02 February 2014

Waters of March

Gloria

Crit
  • Pensamiento preliminar número uno: no, the long, skinny one on the Pacific Coast, not the tall, big-shouldered one on the Atlantic. My apologies to everyone I told this is an Argentinean film; it is, of course, Chilean.
  • Pensamiento preliminar número dos: it seems that I have become older than "a woman of a certain age."
  • Pensamiento preliminar número tres: it was when the cocktail party guests were doing the remarkably professional rendition of the Jobim song that it dawned on me that although I had turned off the upstairs speakers when Sunday-morning Times-reading and Brazilian music-listening time ended, the iPod was still playing, assuming its battery hadn't died, which experience suggested it probably hadn't. (Nor had/has it: 11 hours and 187 songs into its shift, it's playing me a different Jobim song, "Meditação," right now.)
This is another of those movies for which the unimpressive trailer prepared me to disbelieve the all-but-universally enthusiastic reviews, but the enthusiasm is well earned.
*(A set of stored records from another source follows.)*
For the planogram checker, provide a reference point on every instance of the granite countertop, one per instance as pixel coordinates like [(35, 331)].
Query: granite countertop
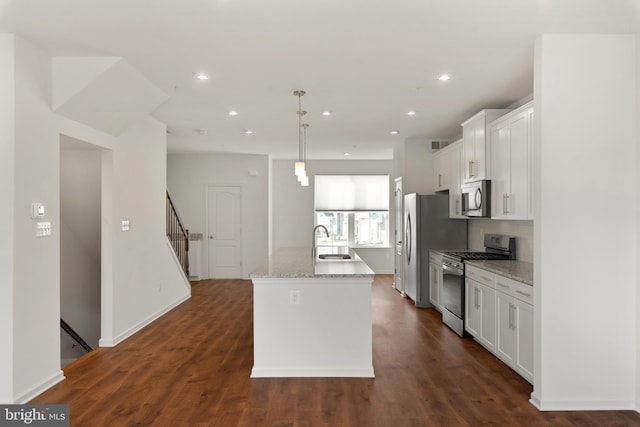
[(517, 270), (298, 263)]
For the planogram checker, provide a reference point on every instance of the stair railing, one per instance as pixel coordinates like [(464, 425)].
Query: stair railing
[(73, 334), (178, 235)]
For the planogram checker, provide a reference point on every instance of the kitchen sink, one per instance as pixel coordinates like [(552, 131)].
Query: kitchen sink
[(334, 256)]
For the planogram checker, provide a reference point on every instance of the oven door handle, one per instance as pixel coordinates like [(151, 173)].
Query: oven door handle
[(457, 271)]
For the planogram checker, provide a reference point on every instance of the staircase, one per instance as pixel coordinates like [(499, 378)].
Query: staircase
[(178, 235), (72, 346)]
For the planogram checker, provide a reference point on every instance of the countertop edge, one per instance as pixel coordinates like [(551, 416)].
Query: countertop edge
[(520, 271)]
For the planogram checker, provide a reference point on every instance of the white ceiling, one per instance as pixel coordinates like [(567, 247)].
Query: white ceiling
[(368, 61)]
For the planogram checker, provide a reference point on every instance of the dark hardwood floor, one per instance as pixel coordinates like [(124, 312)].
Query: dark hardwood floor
[(191, 368)]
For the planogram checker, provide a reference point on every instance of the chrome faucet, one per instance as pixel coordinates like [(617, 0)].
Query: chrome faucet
[(313, 237)]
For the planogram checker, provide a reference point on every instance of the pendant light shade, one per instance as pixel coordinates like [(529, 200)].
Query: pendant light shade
[(300, 167)]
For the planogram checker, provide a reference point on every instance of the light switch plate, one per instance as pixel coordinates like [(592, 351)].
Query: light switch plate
[(37, 210), (43, 229)]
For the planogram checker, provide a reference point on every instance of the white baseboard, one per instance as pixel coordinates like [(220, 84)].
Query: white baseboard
[(312, 373), (583, 405), (111, 342), (39, 388)]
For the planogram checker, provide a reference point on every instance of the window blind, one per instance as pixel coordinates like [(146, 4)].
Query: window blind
[(351, 192)]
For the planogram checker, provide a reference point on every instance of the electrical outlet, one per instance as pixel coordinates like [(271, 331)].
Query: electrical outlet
[(294, 297)]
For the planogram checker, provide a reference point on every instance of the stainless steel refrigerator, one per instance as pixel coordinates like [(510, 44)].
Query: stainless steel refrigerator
[(427, 226)]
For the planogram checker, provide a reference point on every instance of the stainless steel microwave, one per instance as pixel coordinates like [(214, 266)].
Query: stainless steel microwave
[(476, 199)]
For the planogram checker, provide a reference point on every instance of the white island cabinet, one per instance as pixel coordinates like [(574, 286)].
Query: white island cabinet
[(312, 317)]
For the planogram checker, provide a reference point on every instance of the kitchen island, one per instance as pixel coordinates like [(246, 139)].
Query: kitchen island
[(312, 317)]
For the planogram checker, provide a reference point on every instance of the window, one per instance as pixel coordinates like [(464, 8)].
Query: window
[(354, 229), (354, 208)]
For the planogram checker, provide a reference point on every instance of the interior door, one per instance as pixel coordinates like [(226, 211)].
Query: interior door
[(224, 232), (399, 264)]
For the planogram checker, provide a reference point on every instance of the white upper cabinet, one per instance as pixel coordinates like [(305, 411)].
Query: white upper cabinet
[(511, 144), (447, 175), (441, 172), (475, 149), (455, 180)]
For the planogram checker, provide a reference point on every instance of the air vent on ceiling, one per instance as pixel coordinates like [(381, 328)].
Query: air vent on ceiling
[(438, 144)]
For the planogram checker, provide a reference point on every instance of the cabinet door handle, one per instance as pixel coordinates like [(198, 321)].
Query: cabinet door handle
[(514, 317), (510, 316)]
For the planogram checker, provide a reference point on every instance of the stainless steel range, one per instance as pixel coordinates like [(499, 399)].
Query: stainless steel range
[(496, 247)]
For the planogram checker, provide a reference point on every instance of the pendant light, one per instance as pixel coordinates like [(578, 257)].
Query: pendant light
[(305, 179), (299, 168)]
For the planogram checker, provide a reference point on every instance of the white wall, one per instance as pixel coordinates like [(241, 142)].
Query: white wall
[(36, 260), (413, 160), (140, 278), (79, 286), (585, 226), (637, 208), (521, 230), (190, 174), (145, 282), (80, 190), (293, 211), (7, 148)]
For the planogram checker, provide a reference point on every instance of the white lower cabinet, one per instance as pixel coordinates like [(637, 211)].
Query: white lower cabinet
[(481, 313), (499, 315)]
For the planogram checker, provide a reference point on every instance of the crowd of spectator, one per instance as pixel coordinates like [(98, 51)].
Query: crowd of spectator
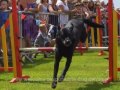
[(36, 26)]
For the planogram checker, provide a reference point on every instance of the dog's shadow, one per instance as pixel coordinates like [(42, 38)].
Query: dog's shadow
[(94, 86)]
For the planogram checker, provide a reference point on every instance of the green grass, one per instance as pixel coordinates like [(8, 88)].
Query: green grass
[(86, 73)]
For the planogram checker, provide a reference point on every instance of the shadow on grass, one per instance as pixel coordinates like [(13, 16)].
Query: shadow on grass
[(94, 86), (38, 61)]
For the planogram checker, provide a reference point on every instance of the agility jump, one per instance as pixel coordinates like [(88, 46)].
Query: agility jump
[(113, 45)]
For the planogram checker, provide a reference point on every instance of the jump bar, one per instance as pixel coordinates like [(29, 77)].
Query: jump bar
[(53, 48)]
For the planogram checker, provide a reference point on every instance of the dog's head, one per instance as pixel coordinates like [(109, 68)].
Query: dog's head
[(66, 36)]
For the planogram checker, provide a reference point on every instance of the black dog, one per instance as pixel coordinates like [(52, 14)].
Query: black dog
[(66, 41)]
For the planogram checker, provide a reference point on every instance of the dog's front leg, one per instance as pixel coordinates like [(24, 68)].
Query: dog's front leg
[(56, 67), (68, 62)]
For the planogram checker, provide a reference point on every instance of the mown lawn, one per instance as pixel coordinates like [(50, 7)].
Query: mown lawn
[(86, 73)]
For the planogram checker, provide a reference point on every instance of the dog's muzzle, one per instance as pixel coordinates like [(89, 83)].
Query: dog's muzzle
[(67, 42)]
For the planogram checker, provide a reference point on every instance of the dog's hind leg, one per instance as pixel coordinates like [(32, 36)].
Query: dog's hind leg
[(56, 67), (68, 62)]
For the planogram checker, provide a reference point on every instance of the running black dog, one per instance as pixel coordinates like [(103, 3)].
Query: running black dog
[(66, 41)]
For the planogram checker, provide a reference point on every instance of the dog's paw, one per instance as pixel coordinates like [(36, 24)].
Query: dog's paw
[(61, 78), (54, 84)]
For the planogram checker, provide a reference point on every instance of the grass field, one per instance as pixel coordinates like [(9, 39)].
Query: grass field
[(86, 73)]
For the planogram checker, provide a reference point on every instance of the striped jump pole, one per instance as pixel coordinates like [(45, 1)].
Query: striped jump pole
[(99, 32), (42, 49), (4, 46), (15, 46), (113, 43)]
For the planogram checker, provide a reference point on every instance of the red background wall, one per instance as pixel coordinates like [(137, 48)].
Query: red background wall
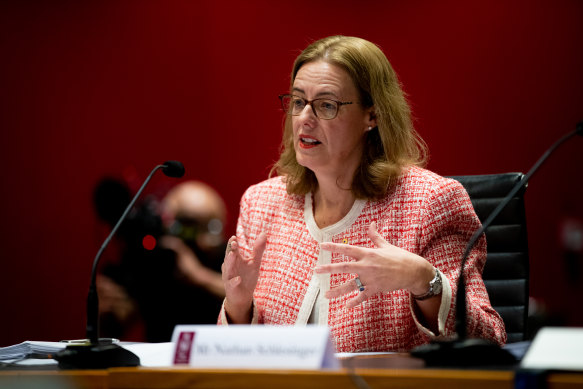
[(97, 88)]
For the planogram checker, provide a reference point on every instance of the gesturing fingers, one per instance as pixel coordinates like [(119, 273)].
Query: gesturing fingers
[(376, 238)]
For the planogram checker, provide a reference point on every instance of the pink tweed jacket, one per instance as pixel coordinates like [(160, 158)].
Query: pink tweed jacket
[(426, 214)]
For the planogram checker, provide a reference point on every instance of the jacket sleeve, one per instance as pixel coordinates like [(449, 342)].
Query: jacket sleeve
[(448, 222)]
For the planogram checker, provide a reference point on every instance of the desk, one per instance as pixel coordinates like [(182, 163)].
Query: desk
[(27, 379), (180, 378)]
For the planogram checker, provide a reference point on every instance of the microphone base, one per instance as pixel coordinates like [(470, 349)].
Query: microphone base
[(463, 353), (95, 356)]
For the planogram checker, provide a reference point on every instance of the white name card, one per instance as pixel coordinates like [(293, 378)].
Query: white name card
[(253, 346), (555, 348)]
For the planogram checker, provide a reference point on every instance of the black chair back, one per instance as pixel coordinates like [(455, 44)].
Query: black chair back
[(506, 272)]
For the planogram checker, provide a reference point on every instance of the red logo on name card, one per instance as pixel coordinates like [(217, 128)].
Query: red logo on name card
[(183, 348)]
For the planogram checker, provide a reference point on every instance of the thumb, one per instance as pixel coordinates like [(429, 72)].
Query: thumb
[(376, 238), (259, 247)]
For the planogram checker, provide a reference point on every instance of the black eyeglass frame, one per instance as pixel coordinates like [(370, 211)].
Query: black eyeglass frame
[(309, 102)]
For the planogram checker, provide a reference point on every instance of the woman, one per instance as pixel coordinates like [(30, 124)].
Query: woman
[(353, 233)]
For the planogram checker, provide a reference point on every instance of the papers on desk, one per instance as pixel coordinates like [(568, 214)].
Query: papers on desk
[(555, 349), (30, 349)]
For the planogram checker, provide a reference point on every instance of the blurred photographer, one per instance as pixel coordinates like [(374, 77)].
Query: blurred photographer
[(169, 267)]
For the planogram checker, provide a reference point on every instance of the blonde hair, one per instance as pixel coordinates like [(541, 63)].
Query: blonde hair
[(389, 147)]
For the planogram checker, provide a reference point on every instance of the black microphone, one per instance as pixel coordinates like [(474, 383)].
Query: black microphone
[(99, 353), (478, 352)]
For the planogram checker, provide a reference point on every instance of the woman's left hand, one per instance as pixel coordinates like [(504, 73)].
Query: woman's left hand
[(383, 268)]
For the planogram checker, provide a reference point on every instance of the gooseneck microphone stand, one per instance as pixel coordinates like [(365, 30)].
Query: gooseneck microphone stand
[(98, 353), (465, 351)]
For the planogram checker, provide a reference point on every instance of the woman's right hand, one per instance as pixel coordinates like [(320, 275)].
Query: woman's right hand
[(240, 277)]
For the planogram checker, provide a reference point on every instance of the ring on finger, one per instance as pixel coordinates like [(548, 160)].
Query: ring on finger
[(359, 284)]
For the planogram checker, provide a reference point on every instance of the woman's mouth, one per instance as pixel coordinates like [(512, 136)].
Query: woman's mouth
[(307, 142)]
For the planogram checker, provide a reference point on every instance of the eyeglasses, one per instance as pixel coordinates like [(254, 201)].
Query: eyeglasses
[(323, 108)]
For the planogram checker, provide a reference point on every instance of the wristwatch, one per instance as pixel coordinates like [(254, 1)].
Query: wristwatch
[(435, 288)]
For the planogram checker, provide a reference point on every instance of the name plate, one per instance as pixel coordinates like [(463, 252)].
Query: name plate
[(253, 346)]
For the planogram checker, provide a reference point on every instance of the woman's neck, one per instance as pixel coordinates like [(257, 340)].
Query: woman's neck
[(331, 201)]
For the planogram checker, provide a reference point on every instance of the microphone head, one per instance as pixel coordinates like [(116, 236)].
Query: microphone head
[(173, 169)]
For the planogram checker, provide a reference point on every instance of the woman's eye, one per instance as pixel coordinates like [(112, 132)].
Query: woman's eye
[(298, 103), (327, 105)]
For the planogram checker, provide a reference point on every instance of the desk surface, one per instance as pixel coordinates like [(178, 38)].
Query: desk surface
[(183, 378), (384, 372)]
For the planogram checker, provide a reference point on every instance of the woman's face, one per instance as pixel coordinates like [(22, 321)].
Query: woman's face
[(329, 147)]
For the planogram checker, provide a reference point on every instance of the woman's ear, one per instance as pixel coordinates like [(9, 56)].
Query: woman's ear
[(372, 119)]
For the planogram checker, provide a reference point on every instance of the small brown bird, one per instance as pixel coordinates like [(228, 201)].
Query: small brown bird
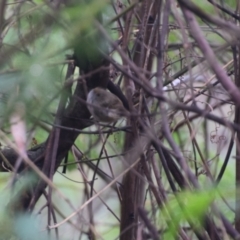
[(105, 106)]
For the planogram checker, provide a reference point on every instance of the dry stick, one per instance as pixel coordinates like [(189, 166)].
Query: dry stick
[(96, 195), (152, 230), (229, 12), (85, 177), (221, 75)]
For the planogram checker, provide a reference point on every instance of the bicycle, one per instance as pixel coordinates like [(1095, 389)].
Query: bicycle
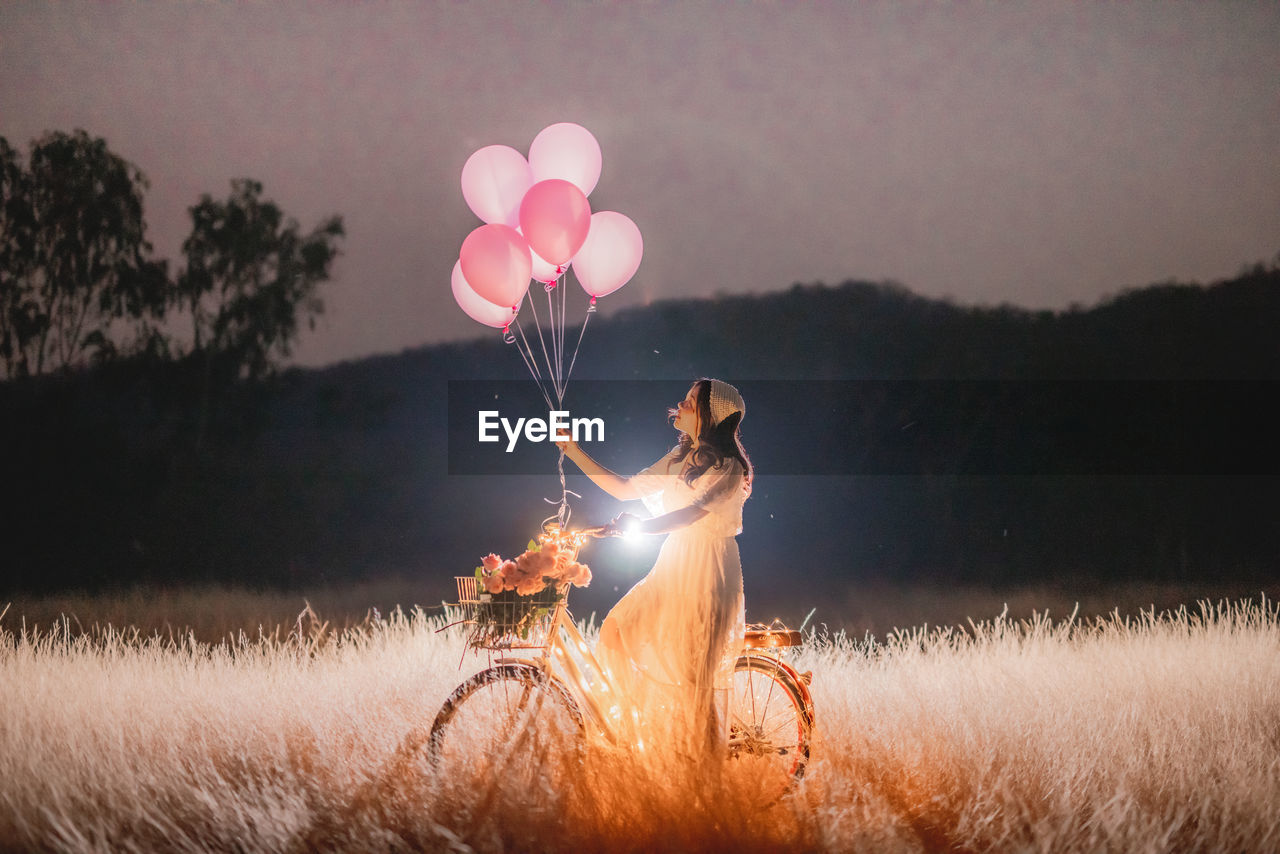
[(548, 680)]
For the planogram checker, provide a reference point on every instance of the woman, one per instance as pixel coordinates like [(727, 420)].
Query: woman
[(671, 642)]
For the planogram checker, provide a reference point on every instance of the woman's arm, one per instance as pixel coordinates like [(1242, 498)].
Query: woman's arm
[(609, 482), (672, 521)]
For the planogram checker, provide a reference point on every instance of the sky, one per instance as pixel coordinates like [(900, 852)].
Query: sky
[(1038, 154)]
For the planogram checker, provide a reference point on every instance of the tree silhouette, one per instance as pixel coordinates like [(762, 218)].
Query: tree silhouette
[(74, 256), (251, 278)]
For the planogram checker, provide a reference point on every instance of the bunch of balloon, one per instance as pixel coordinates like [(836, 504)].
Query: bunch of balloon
[(539, 225)]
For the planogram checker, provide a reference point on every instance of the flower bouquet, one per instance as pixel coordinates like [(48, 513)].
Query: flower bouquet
[(517, 594)]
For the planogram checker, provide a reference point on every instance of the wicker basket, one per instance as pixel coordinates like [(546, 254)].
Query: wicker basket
[(507, 620)]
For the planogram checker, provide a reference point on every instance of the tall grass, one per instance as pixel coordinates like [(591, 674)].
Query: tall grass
[(1132, 734)]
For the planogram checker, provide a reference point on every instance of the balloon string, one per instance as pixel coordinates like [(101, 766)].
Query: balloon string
[(556, 350), (542, 341), (530, 362), (590, 310), (565, 287)]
A smart, funny, sad, joyful (it could be Brazilian!) caution to the young that loneliness, curdled love, and hangovers never get any easier to take, so you'd might as well build up your calluses now. And yes, Paulina Garcia is a wonder.
Trailers
  • In Secret--Sexual repression and infidelity in mid-nineteenth-century France; looks pretty soapy.
  • Barefoot--Naïf wins society boy's heart; this screams disaster, except that Evan Rachel Wood won my heart in the damn trailer.
  • Omar--Palestinian boy in love is forced by the Israelis to become an informer: source, unsurprisingly, of a lot of contention.
  • Tim's Vermeer--As is this doc about a science nerd who, knowing nothing about art, sets out to prove a hare-brained theory of composition.